My apologies if the question is a tad vague—I did try to search the literature for more, but didn't find anything (the similarity between the keywords "Takens" and "taken" on Google may be partly to blame).
If I understood correctly the Wikipedia page on Takens' theorem, and some discussions I had with people in applied (physics-related) fields that mentioned it to me, Taken's theorem essentially states that
if one has a system parameterized by a state (time-dependent) $x(t)\in\mathbb{R}^d$, then under some natural assumptions on $x$ (in particular, smooth enough) there exists $k$—related to the underlying dimension of the manifold on which $x$ "lives— and some "lag" $\tau$ such that $$ y(t) \stackrel{\rm def}{=} (x_1(t), x_1(t+\tau),\dots,x_1(t+(k-1) \tau)\in\mathbb{R}^k $$ is information-theoretically equivalent to the original parameterization $x$; and moreover, this new parameterization, now living in a "shadow manifold," preserves the topology of the original manifold.

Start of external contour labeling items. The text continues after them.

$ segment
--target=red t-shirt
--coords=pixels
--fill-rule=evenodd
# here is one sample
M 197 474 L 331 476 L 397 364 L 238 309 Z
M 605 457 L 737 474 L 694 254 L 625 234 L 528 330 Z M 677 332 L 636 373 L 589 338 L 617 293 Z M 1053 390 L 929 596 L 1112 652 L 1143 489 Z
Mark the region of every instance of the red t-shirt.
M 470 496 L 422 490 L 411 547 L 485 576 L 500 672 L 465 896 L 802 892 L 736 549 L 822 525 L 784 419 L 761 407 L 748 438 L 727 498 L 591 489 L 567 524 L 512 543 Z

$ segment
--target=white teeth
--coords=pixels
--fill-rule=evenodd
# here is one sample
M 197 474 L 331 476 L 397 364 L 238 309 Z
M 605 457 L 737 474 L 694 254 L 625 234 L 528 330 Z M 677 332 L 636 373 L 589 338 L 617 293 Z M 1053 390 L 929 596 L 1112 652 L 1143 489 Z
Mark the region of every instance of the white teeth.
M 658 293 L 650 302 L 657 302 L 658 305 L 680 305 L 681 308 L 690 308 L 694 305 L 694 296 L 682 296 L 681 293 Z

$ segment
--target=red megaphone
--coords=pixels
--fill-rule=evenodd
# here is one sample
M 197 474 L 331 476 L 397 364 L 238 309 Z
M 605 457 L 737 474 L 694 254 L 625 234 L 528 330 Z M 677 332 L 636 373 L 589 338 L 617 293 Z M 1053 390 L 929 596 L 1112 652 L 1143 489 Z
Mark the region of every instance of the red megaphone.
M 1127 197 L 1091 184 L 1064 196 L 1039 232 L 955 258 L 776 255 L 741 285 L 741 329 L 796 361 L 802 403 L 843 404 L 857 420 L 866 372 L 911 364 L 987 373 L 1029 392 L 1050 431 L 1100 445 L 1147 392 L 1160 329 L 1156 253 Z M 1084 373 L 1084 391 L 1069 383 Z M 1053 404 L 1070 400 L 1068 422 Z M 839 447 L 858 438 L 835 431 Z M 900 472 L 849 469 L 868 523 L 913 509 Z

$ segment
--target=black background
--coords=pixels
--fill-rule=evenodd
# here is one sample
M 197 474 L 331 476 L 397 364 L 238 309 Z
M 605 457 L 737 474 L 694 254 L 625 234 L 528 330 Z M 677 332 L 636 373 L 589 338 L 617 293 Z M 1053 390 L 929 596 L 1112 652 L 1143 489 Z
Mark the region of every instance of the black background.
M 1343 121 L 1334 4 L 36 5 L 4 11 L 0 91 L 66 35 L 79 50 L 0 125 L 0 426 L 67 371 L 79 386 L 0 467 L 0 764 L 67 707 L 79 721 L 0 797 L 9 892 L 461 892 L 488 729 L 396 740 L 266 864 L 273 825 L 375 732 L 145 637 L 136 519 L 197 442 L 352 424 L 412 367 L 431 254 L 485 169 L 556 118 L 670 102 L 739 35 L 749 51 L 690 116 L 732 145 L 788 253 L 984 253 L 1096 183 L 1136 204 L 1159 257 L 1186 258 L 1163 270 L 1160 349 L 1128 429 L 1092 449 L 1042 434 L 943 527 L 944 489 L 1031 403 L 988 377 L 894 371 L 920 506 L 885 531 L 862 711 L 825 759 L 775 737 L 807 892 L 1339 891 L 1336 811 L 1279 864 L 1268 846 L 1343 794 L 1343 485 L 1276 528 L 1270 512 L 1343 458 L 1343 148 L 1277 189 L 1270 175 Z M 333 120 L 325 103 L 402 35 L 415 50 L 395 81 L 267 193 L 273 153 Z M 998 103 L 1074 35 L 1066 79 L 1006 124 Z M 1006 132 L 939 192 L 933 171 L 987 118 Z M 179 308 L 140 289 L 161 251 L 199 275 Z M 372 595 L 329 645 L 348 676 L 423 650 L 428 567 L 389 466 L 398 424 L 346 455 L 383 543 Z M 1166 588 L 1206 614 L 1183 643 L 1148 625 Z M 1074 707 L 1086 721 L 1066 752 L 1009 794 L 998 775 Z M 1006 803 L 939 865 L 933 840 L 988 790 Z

(All imprecisions above definitely mine, I cannot claim I fully understand the theorem.)
This does strike me as a very useful tool, similar in spirit to some type of dimension reduction:
- bringing in domain-specific knowledge (to figure out $\tau$ and $k$, although apparently there have been recently methods designed to find these in a more automated way)
- allowing easy measuring (no need to perform a computationally heavy mapping for the change of parameters: instead, focusing in a single lagged coordinate of the data is enough)
My question is: has this theorem, or some version of it, been applied or explored in the context of computational learning? If so, where can I find references of it? If not, is there a reason why—e.g., "it does not apply in the usual settings we consider because [...]"?